The economic incentives lie in color commentary. The Information Space currently rewards… pumping out provocative takes, stoking us-against-them emotional responses and playing to tribal loyalties and resentments. The surveys may indicate that people thirst for ‘unbiased news,’ but the marketplace does not reward that. Slate and The Guardian are racking up subscriptions and memberships on the back of resistance positioning. Fox News is getting a bigger share of the shrinking cable news market.”
This is from Brian Morrissey’s The Rebooting newsletter last week where he looked at the spat between Elon Musk and Axios CEO Jim VandeHei over the importance of “mainstream media,” which really boiled down to one person placing the importance on professional newsgathering vs. the widespread ability to give opinions on the news.
More good links
Speaking of the importance of journalism, The Washington Post ran an op-ed about how ProPublica’s success deserves more attention as a new model for reporting.
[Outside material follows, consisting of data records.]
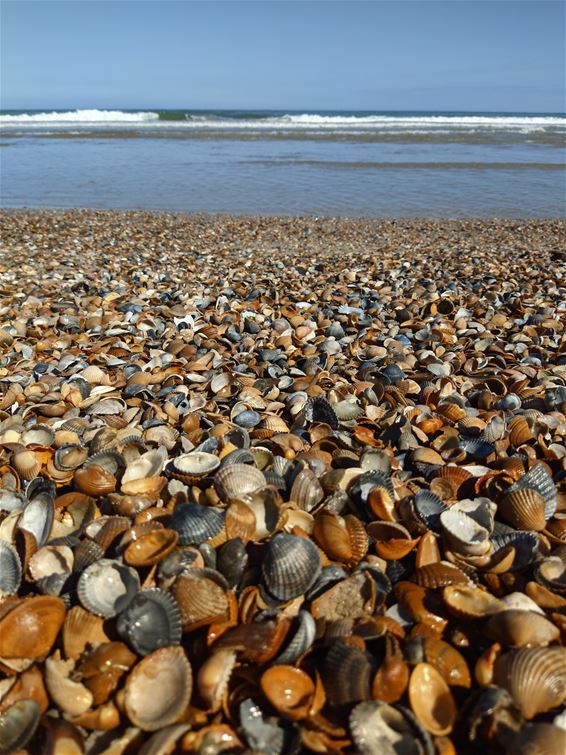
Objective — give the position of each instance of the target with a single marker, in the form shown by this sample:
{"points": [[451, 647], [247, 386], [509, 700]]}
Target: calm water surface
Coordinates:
{"points": [[342, 164]]}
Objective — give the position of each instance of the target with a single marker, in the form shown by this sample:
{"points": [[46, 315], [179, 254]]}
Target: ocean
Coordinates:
{"points": [[375, 164]]}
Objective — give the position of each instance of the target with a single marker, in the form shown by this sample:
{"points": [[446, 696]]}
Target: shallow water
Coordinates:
{"points": [[330, 169]]}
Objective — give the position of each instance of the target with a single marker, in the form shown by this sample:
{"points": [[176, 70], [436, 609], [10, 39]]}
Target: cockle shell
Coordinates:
{"points": [[158, 689]]}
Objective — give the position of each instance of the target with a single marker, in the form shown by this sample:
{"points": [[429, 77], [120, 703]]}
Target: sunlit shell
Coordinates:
{"points": [[535, 677], [291, 565], [29, 629], [10, 569], [107, 587], [431, 700], [150, 621], [516, 628], [159, 689]]}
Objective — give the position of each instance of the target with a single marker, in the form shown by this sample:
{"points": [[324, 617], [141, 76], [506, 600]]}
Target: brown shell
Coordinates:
{"points": [[29, 629], [431, 700], [289, 690], [159, 689], [95, 481]]}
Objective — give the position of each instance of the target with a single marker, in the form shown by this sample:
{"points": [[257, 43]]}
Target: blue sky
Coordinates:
{"points": [[494, 55]]}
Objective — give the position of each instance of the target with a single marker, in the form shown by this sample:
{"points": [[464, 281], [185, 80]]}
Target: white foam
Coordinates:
{"points": [[79, 117]]}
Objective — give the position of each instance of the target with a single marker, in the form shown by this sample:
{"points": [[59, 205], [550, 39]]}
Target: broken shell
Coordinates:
{"points": [[431, 700], [158, 689], [106, 587]]}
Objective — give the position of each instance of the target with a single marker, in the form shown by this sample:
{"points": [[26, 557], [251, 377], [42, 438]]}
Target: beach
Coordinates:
{"points": [[277, 469]]}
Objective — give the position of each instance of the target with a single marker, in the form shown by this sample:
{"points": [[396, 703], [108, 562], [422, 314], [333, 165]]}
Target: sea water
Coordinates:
{"points": [[320, 163]]}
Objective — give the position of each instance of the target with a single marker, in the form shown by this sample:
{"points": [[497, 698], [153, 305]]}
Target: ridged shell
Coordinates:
{"points": [[152, 620], [107, 587], [431, 700], [524, 508], [196, 523], [291, 566], [159, 689], [10, 569], [535, 677], [347, 673], [193, 466], [237, 481]]}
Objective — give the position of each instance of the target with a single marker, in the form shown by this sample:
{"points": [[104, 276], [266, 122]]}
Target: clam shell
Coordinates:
{"points": [[291, 566], [535, 677], [196, 523], [30, 628], [152, 620], [18, 724], [354, 668], [10, 569], [431, 700], [159, 689], [515, 627], [524, 508], [237, 481], [106, 587], [193, 466]]}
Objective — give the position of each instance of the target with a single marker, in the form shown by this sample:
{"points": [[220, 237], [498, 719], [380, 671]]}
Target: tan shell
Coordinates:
{"points": [[535, 677], [516, 628], [289, 690], [524, 509], [431, 700], [159, 689]]}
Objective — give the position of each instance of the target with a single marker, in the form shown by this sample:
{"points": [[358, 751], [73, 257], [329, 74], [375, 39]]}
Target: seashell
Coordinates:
{"points": [[431, 700], [301, 640], [151, 620], [196, 523], [69, 457], [159, 689], [237, 481], [463, 533], [524, 508], [193, 466], [468, 602], [30, 628], [213, 677], [306, 490], [107, 587], [10, 569], [551, 572], [535, 678], [354, 668], [516, 628], [290, 691], [319, 410], [95, 481], [151, 547], [291, 566], [202, 597], [26, 464], [381, 729], [18, 724]]}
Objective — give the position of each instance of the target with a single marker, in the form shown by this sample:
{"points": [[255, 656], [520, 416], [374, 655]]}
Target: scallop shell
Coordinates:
{"points": [[196, 523], [107, 587], [291, 566], [10, 569], [237, 481], [431, 700], [159, 689], [152, 620], [535, 677], [524, 508], [193, 466]]}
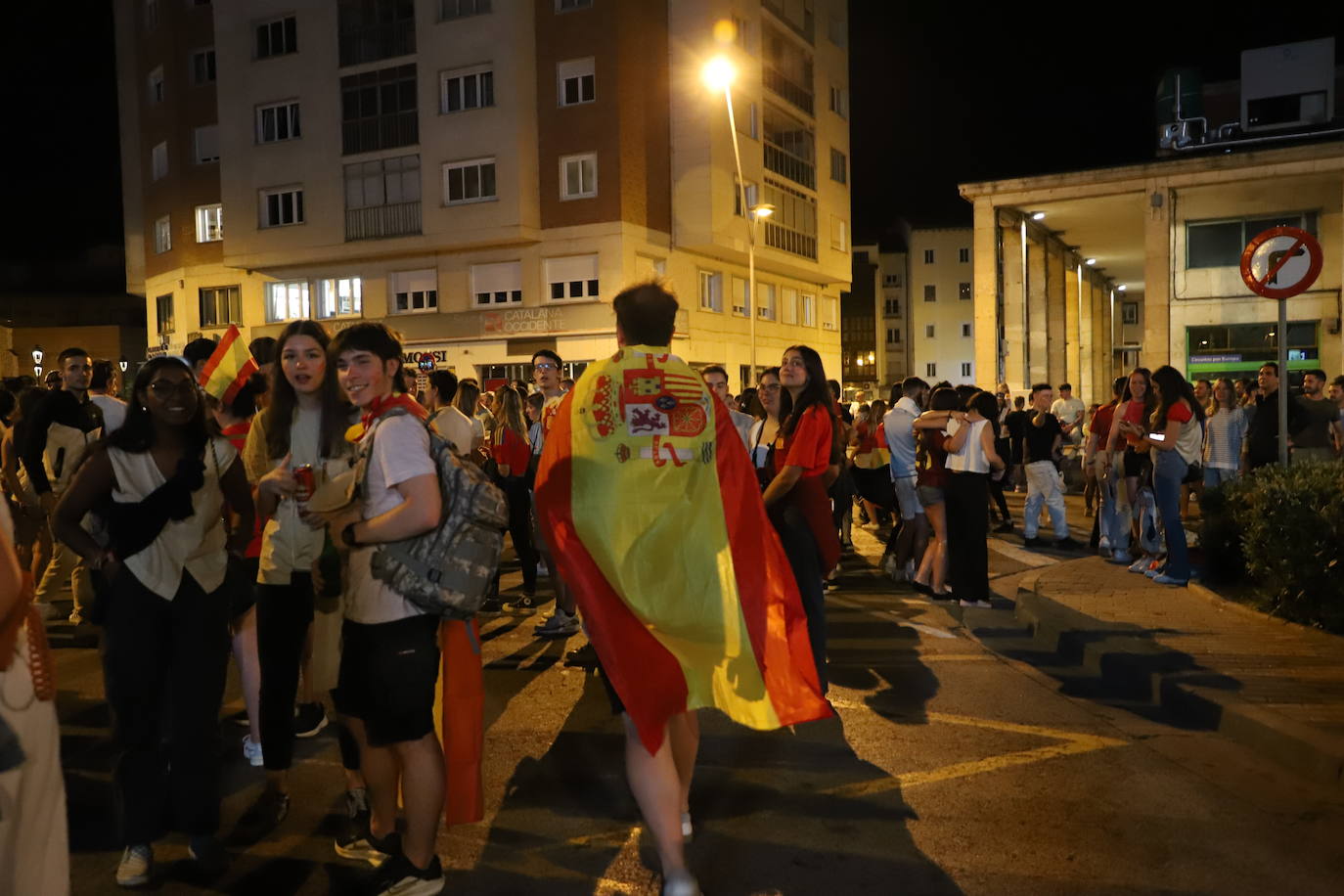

Axios reported on how younger people are consuming information in snippets vs. longer form and focused reading. As I covered, this isn’t just happening to young people—it’s happening to all of us. We don’t really read articles anymore. And a place like Particle is trying to capitalize on that.
On Puck’s The Grill Room podcast, Dylan Byers talked to Jack Sherman and Anna Palmer about running PunchBowl. Great listen about how to actually run a media business today.
Oliver Darcy covered the Washington Post’s “win back” strategy for all the subscribers who cancelled their subscriptions, but are still technically active subscribers, after Jeff Bezos pulled the paper’s endorsement of Kamala Harris. Win back campaigns are any kind of messaging you get to renew your subscription or to purchase a product again after a long period of inactivity. Chances are you’ve seen tons of these delivered to you but not been aware of their formal name or strategy. This is important work at any company and I love that Darcy dedicated a lot of space to covering this.
Evan Shapiro posted one of his trademark graphics to LinkedIn to display how 18-29 year olds get most of their news from Social Media. Once again: “Social media” is no longer a mechanism to drive traffic—it is a way to spread organic storytelling and brand marketing.
On the People v. Algorithms podcast, the guys talked about the current state of Google.